CTS is suited for representing the binary flexibility of individual supply or demand objects.
CTS is perfectly able to represent an offer from a conventional fueled generator, for example. The generator offers a quantity of supply at a strike price. The generator may become dispatched if the quantity is paired to willing demand via bilateral trading. Alternatively, the generator may become dispatched by a market if the market clears at a price greater than or equal to the strike price. It is irrelevant how the transactions proceed, but the CTS is suitable for either bilateral trades or real-time bilateral markets.
CTS can represent simple binary flexibility from an object. CTS could represent a bid from a residential water heater to consume a quantity of electricity, for example. The control action is binary. If the bid is accepted, the water heater heats water; if the bid is not accepted, it waits idle. CTS could have been used for PNNL’s Olympic Peninsula field study, for example, which created a real-time double auction and managed devices as described in this paragraph.
However, the applicability of such binary flexibility works only for relatively short time intervals. Many end-use devices must eventually operate and provide a utility to their owners, which is why applicability of CTS may be limited to short-term, real-time market intervals. Over long time intervals such devices cannot remain off. An unstated requirement of CTS is apparently that it requires a pre-existing market position or baseline, and a CTS-based offer or bid represents a diversion from that baseline. It does not seem that CTS can represent the baseline itself,however, although its parent EMIX is said to have this capability.
It is argued that CTS can represent aggregated supplies and demands. For example, a bid or offer could be made via CTS for an entire building or for the entities within an energy microgrid. But this works only if the aggregate flexibility remains binary and can be represented at a single strike price. This limits the communication of priorities, as would be possible using supply and demand curves, where quantity may be a rich function of price alternatives.
CTS can apparently flag a bid or offer to indicate that its quantity may be partially accepted, but all subquantities then possess the same strike price. CTS also may communicate multiple “Tender” offers to buy or sell, but it does not address the association of such alternatives into a cohesive supply or demand curve and the resulting mutual exclusivity of such alternatives.
The commonality between all binary flexibility is that it can be represented by the pairing of a single quantity and single strike price.

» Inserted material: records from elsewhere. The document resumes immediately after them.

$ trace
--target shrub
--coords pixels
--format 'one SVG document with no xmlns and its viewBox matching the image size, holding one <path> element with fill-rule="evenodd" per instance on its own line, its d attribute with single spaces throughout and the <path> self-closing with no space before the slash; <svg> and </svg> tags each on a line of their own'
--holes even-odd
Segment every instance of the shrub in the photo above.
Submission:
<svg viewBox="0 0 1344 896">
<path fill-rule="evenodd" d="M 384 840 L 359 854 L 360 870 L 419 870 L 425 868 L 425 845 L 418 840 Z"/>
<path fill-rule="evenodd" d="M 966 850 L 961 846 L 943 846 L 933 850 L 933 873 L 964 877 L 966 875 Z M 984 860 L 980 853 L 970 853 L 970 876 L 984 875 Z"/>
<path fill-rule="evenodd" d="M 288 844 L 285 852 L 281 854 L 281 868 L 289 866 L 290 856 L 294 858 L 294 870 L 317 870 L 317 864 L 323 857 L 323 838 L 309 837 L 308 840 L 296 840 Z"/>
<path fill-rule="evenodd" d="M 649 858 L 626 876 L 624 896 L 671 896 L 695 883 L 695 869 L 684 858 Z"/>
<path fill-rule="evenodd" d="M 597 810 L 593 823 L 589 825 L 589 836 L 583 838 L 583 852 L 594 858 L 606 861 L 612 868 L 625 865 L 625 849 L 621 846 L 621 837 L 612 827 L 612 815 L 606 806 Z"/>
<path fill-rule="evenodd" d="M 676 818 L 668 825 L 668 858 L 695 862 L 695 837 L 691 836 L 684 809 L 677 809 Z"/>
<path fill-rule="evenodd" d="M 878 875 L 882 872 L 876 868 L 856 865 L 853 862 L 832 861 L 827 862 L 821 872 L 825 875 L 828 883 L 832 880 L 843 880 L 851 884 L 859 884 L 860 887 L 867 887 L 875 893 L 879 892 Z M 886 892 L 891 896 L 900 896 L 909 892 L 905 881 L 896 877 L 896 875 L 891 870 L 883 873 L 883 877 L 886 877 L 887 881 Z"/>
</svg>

Figure 1 shows three alternative graphical representations of a CTS bid (or, more generally, of a single object’s binary bid or offer). Panel (a) is a conventional way of showing supply and demand, as adopted from wholesale electricity practices. Both supply and demand are shown as positive quantities in the same quadrant. The
top, right corner of the supply block is the offered quantity and strike price. Panel (a) shows a single offer. Demand is typically shown as a line. Here an inflection occurs at the demand quantity and strike price. Panels (b) and (c) are alternative representations that use signed quantities and prices. The
only differences between the two panels is that (b) shows price as a function of signed quantity,and (c) shows signed quantity as a function of price. While these functional relationships could be mathematically represented in many ways, this white paper will use a piecewise linear approach, which provides a pathway for extension of CTS quite naturally to a broader set of TE applications. A CTS bid or offer requires a single pairing of price and quantity (i.e., a single “vertex”), but a second point is implied for the alternative binary action—the quantity zero at the strike price. This distinction is subtle, but it is important to the extensibility of CTS. Namely, CTS will be extensible if it explicitly includes what is now an implicit price/quantity pairing.
Incidentally, all bid and offer prices should be understood to, in effect, extend to positive and negative infinity as shown in panels (b) and (c).